The Senate Committee on Finance Subcommittee on Energy, Natural Resources, and Infrastructure met Wednesday, July 31 to discuss the principles of energy tax reform in light of the upcoming tax reform debate. It has only been a few weeks since TCS applauded Senate Finance Chairman Baucus (D-MT) and Ranking Member Hatch (R-UT) for their ‘blank slate’ tax reform proposal. This process would eliminate all existing tax provisions—including energy—and re-add provisions only if they are proven to be effective and efficient uses of taxpayer dollars. However, as evidenced at the Subcommittee hearing yesterday, it’s looking less and less likely this process will unfold as envisioned.
While the consensus of the Subcommittee was that the code should be simpler, broader, and fairer, little details were given as to how this would be accomplished. The discussion focused all but exclusively on eliminating tax subsidies for the oil and gas industry and extending provisions for the renewble energy industry, like Master Limited Partnerships, a lucrative giveaway already on the books for the oil and gas industry. Instead of looking to end these costly subsidies, lawmakers spent time arguing for their expansion.

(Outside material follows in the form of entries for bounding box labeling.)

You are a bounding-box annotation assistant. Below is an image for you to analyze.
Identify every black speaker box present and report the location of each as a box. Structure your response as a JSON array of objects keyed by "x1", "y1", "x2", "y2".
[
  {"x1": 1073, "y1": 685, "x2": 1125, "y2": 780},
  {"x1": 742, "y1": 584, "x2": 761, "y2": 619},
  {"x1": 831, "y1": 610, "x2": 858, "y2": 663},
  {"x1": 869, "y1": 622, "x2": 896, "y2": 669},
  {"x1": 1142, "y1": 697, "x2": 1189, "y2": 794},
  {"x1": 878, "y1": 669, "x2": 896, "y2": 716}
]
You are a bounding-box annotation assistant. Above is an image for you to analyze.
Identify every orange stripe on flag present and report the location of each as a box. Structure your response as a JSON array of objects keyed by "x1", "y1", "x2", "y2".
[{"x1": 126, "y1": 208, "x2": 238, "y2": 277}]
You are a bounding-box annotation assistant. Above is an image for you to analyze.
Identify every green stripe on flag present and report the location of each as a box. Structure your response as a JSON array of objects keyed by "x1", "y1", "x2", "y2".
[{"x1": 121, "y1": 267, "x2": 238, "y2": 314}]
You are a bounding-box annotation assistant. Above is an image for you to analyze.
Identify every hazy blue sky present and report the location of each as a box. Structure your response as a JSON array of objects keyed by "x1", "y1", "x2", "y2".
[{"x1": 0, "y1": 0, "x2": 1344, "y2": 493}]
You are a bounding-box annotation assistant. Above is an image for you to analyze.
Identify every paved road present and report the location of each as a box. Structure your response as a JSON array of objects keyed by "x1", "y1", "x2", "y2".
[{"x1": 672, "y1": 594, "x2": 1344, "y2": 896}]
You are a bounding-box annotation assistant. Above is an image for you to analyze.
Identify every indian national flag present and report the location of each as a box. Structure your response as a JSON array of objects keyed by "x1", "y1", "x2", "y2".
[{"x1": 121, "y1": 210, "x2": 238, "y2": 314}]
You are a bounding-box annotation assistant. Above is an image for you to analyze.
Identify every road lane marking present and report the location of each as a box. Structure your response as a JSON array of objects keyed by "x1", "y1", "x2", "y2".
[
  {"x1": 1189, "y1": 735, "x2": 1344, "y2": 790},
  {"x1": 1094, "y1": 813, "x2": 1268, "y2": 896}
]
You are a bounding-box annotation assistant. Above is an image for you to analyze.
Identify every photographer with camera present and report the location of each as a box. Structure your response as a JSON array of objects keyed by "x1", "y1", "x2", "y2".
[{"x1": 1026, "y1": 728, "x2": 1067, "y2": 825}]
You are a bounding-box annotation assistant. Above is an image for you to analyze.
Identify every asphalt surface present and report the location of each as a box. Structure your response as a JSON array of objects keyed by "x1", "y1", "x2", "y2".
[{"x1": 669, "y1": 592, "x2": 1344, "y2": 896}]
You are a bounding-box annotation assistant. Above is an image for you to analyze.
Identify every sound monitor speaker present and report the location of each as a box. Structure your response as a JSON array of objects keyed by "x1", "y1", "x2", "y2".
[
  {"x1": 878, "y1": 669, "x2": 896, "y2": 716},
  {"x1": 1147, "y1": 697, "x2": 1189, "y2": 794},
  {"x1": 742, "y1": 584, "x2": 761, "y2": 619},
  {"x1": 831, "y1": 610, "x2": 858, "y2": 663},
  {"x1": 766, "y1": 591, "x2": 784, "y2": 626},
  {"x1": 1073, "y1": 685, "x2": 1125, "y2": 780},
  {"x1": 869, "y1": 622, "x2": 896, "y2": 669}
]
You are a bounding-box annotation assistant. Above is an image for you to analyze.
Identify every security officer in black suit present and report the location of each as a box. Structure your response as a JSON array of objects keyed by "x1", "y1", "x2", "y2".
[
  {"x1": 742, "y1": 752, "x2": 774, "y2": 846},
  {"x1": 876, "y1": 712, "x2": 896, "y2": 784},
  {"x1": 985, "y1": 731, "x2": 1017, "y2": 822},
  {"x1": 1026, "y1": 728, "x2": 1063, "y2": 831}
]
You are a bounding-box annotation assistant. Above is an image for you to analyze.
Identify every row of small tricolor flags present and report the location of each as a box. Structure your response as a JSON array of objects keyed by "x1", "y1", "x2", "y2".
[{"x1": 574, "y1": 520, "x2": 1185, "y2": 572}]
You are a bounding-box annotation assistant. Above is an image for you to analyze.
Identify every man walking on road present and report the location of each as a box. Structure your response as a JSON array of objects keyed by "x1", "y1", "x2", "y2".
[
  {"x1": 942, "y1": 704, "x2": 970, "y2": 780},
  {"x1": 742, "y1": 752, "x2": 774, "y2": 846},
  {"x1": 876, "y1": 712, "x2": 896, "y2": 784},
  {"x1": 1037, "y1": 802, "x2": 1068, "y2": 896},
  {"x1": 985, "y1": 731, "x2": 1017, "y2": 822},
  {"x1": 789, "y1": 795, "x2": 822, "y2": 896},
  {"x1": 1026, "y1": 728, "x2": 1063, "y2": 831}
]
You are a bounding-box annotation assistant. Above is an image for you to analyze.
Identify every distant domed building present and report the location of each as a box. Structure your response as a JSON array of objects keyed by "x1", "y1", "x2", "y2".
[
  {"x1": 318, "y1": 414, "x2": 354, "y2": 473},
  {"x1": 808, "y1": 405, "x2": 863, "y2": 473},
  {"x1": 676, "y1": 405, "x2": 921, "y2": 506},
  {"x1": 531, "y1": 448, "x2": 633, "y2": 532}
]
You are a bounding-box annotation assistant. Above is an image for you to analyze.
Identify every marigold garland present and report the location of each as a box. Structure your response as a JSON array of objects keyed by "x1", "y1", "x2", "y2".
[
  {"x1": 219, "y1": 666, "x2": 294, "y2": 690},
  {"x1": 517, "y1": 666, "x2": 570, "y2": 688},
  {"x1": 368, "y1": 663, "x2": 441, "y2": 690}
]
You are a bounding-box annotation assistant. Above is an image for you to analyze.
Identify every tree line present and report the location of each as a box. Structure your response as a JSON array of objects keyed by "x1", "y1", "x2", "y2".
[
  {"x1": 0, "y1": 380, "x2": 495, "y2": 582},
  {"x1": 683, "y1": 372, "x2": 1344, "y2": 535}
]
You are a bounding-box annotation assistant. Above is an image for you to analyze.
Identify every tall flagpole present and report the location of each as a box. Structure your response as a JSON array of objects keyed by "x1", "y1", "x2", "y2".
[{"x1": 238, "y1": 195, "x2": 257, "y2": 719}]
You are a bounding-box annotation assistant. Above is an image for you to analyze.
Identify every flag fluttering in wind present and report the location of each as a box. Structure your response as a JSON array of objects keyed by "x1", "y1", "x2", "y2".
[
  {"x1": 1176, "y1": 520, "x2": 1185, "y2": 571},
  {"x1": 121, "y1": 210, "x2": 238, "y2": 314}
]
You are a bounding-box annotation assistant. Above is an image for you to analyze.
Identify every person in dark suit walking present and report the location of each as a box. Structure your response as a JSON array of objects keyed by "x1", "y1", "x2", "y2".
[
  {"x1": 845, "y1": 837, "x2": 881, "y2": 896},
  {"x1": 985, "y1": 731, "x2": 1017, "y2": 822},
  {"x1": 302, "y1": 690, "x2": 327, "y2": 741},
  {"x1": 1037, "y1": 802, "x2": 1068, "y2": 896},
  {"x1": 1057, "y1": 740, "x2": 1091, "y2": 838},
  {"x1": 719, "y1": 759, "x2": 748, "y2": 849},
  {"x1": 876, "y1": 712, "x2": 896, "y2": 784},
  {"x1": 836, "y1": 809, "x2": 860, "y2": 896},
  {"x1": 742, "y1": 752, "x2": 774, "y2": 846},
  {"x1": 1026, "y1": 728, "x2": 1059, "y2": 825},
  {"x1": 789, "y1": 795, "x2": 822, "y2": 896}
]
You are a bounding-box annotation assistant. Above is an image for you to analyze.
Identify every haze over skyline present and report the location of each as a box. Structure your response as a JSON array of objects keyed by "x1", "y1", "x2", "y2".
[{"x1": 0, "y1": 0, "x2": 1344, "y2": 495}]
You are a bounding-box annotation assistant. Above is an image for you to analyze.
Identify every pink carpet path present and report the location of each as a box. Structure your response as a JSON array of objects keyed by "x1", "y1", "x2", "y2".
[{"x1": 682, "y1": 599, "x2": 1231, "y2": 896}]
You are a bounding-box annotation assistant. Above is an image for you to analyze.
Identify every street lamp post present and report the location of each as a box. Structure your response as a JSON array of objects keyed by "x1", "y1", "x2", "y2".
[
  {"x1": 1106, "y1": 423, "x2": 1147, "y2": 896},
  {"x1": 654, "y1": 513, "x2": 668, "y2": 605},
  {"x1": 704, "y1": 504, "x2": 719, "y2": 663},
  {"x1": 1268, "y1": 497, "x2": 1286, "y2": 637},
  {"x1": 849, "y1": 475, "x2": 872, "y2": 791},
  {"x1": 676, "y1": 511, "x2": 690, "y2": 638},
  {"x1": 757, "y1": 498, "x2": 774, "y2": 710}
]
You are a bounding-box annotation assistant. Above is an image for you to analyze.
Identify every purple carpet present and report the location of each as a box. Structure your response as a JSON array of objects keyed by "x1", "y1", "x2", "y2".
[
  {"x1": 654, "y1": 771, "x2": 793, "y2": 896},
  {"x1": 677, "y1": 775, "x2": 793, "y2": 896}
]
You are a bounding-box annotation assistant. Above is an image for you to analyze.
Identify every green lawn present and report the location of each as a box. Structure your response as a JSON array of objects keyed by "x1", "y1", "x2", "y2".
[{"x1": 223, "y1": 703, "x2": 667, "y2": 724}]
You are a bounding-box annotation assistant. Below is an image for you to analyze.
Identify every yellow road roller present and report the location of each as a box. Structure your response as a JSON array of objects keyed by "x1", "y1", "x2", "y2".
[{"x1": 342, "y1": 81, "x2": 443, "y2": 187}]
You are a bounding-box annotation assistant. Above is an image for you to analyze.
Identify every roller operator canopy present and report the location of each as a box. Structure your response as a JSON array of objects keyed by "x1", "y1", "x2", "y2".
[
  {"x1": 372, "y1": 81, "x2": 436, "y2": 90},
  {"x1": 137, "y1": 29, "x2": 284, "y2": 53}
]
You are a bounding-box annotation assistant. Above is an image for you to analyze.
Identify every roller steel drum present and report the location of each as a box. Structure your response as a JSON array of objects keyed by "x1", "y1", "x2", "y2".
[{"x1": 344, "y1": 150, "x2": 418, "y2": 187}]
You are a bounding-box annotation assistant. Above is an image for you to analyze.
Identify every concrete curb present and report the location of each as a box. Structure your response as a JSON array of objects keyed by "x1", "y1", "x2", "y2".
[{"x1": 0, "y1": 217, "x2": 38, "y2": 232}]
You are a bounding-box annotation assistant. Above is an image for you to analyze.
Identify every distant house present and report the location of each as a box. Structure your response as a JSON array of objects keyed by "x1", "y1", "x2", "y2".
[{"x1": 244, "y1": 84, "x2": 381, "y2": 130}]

Currently, the tax code is a complex web consisting of a litany of energy-related provisions that pad the pockets of special interests. The lawmaker requests to include these costly subsidies in any tax reform package must be transparent and open to the public, as tax reform has too great an impact on every citizen and all facets of the economy to be done anywhere other than in the light of day. Taxpayers deserve to know what their elected officials are proposing and why. But it’s clear some Senators would prefer to keep these deals in the back room. “I’m interested in further pursuing the witness protection program,” said Senator John Moran (R-KS) when discussing the prospect of making his preferred tax expenditures public.
As Congress digs deeper into energy tax subsidies and tax reform generally, we will continue to urge transparency and accountability throughout the process. With nearly $17 trillion in debt and substantial budget deficits, taxpayers can ill afford business as usual within the tax code. Congress must use this opportunity to expose and eliminate the many giveaways and special interest provisions which cost taxpayers billions each year.
Witnesses at the hearing included: The Honorable Christopher A. Coons (D-DE); The Honorable Jerry Moran (R-TX); Phyllis Cuttino, The Pew Charitable Trusts; Dan Reicher, Stanford Law School, Stanford Graduate School of Business; Will Coleman, OnRamp Capital; Margo Thorning, American Council for Capital Formation.